Reputation: 995
my reprex works fine, but I have the problem, that given very large datasets, the step where I create a long
df instead of wide takes a lot of time and pushes my RAM beyond 32 GB limits in real life.
further I run t-test function twice
I am looking for a way get the same output but more RAM / CPU efficient way. Any suggestions? I would prefer tidyverse solutions, but data.table would also be fine, if it helped reducing the load.
library(tidyverse)
library(stringi)
library(broom)
set.seed(101)
## creating dataset:
## 10 mln users, 50/50 split in experiment off vs on group
## two variables / measures
w <- tibble(
id=stri_rand_strings(15000000, 10),
variant=rep(c("off", "a", "b"), each=5000000),
variable_a=c(rnorm(n=5000000, mean = 2, sd=1),rnorm(n=5000000, mean = 3, sd=1), rnorm(n=5000000, mean = 3, sd=2)),
variable_b=c(rnorm(n=5000000, mean = 10, sd=2),rnorm(n=5000000, mean = 10, sd=2), rnorm(n=5000000, mean = 10, sd=5))
)
## creating the long data format
## costs RAM (+ 50 %) and time
## Q: is there a way to improve this?
w <- w%>%
gather(variable, values, 3:4)
## creating a t.test function that runs on long data format
p_values <- function(data, control="off", treatment="on"){
data%>%
## grouping by variable allows to run t.test for each variable
group_by(variable)%>%
do(tidy(with(data = ., t.test(values[variant == control], values[variant == treatment]))))%>%
select(variable, p.value)%>%
mutate(p.value=round(p.value,3))%>%
mutate(variant = treatment)
}
## running the function
## Q: is there a way to improve this?
p_a <- p_values(w, control = "off", treatment = "a")
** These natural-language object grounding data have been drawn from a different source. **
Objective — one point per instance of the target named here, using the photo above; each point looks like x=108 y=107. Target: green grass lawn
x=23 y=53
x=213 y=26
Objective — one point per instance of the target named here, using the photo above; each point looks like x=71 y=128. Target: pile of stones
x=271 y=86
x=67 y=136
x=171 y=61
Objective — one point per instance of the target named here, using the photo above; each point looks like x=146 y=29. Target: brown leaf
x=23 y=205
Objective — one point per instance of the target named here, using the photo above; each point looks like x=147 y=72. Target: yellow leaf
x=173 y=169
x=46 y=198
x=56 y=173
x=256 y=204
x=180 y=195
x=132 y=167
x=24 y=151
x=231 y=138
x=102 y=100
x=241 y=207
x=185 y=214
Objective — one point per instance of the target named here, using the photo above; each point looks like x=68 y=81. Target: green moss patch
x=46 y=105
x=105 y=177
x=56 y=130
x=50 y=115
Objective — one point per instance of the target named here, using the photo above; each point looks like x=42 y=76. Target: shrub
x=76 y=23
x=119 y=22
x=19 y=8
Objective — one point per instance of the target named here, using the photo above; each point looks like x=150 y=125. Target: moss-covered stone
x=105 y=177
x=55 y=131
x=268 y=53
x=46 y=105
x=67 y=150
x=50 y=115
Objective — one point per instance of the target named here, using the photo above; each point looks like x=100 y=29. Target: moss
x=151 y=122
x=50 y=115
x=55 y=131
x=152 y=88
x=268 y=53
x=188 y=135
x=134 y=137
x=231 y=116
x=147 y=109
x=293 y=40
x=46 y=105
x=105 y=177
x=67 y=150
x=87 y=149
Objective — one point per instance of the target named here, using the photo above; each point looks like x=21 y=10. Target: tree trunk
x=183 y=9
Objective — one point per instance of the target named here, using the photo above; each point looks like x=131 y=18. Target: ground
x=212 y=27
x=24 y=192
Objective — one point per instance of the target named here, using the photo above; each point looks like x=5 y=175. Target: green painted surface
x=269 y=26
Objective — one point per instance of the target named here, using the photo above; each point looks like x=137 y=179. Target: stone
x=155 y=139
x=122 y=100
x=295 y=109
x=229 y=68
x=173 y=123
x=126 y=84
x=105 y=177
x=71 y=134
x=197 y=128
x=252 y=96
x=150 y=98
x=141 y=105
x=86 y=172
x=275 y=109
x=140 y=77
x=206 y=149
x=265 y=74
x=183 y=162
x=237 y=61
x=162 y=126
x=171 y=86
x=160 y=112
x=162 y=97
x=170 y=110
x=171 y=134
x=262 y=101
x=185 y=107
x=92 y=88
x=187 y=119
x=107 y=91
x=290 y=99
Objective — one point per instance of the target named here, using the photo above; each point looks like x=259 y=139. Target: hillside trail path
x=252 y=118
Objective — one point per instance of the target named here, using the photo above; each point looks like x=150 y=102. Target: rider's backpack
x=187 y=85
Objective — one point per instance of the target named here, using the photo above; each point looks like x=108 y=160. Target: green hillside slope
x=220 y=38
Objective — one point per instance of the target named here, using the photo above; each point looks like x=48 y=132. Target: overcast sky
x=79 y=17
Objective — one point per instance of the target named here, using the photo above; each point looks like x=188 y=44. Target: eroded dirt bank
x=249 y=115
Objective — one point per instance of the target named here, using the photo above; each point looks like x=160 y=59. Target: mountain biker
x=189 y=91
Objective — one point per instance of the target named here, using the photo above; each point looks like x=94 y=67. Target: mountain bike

p_b <- p_values(w, control = "off", treatment = "b")
p <- rbind(p_a, p_b)
## diplsying the results and adding the p values
w %>%
group_by(variant, variable)%>%
summarise(avg=mean(values, na.rm=TRUE))%>%
group_by(variable)%>%
mutate(lift=round((avg/avg[variant=="off"]-1)*100,3))%>%
left_join(p, by = c("variant", "variable"))%>%
pivot_wider(names_from = variant, values_from = c(avg, lift, p.value))%>%
select(-c(lift_off, p.value_off))%>%
relocate(variable, ends_with(c("off","a", "b")))
#> `summarise()` has grouped output by 'variant'. You can override using the
#> `.groups` argument.
#> # A tibble: 2 × 8
#> # Groups: variable [2]
#> variable avg_off avg_a lift_a p.value_a avg_b lift_b p.value_b
#> <chr> <dbl> <dbl> <dbl> <dbl> <dbl> <dbl> <dbl>
#> 1 variable_a 2.00 3.00 50.1 0 3.00 50.2 0
#> 2 variable_b 10.0 10.0 -0.024 0.053 10.0 -0.012 0.624
Created on 2022-08-31 by the reprex package (v2.0.1)
Upvotes: 0
Views: 50
Reputation: 4725
If long format is the problem, then I would just work with data in wide format you already have.
Here I've rewritten your p_values
function to work with your initial data format before calling gather
:
p_values <- function(data, control="off", treatment="on") {
p.val <- sapply(grep("^variable", names(data), value=T), function(var) {
t.test(data[[var]][data$variant==control],
data[[var]][data$variant==treatment])$p.value
})
tibble(variable=names(p.val), p.value=round(p.val, 3), variant=treatment)
}
Upvotes: 1